Google is asking a judge for permission to immediately appeal his recent decision allowing search users to proceed claims that the company wrongly transmitted their queries to publishers.
“Without further clarification, the court’s order suggests that anyone who enters any search terms -- 'Britney Spears,' for example, or 'French toast recipe' -- can demonstrate constitutional injury so long as the search provider later discloses those search terms, even though no one’s identity is tied to the search,” the company writes in papers filed Friday with U.S. District Court Judge Edward Davila in the Northern District of California.
Google's request comes one month after Davila ruled in a long-running battle that search users have the right to proceed with claims that Google violated a federal law protecting the privacy of electronic communications.
The legal fight dates to 2010, when web users sued Google for allegedly violating their privacy by including search queries in "referer headers" -- the information that is automatically transmitted to sites that users click on when they leave Google. Some queries, like people's searches for their own names, can offer clues to users' identities. (Google no longer transmits search queries when people click on links in the results.)
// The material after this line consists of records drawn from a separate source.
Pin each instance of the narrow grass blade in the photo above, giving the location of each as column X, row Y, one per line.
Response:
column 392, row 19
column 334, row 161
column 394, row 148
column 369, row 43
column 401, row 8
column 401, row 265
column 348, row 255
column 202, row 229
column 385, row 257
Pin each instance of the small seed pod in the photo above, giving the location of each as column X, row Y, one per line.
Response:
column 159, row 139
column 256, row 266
In 2013, Google agreed to settle the lawsuit by donating $5.3 million to six nonprofits and schools, and to pay more than $2.1 million to the attorneys who brought the lawsuit.
But that settlement faced a challenge by Ted Frank, founder of the Center for Class Action Fairness, who argued that the deal didn't adequately compensate Google's users. The challenge went to the Supreme Court, which returned the case to Davila and directed him to decide whether the users experienced the kind of injury that warranted a federal lawsuit.
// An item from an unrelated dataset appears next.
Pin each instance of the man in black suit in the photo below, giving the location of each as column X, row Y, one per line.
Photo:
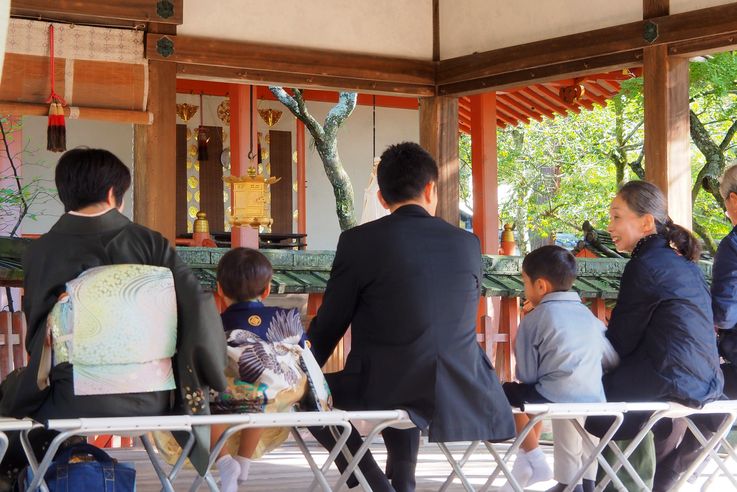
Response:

Google then asked Davila to dismiss the case altogether, arguing that the information transmitted in referrer headers doesn't identify anyone -- even “vanity searchers” who conduct searches on their names.
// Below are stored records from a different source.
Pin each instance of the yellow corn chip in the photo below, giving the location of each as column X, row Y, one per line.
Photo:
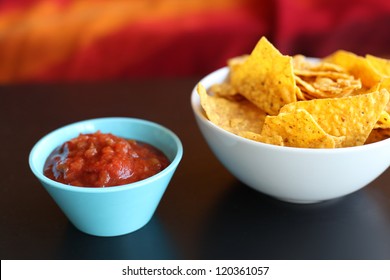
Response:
column 231, row 115
column 384, row 120
column 353, row 117
column 377, row 135
column 381, row 65
column 265, row 78
column 272, row 139
column 357, row 66
column 299, row 129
“A search for a person’s name, if disclosed to a third-party website operator through a referrer header, reveals nothing about the searcher because the third party cannot possibly know who conducted the search,” Google argued in papers filed earlier this year. “It could be anyone.”
Davila rejected that argument in June, ruling that the users could proceed with their lawsuit.
“Congress has ... identified a concrete privacy interest in communications stored with electronic communication service providers -- even if those communications cannot be linked to the user,” Davila wrote last month. “After all, information need not be personally identifying to be private.”
Google now wants to take the matter to the 9th Circuit Court of Appeals. The company argues that the complaint doesn't spell out how transmitting users' search queries effectively unmasked those users to outside publishers.
“No individual’s privacy can be harmed if no one knows whose words were revealed,” Google writes.
The matter is scheduled for a hearing in front of Davila on September 24.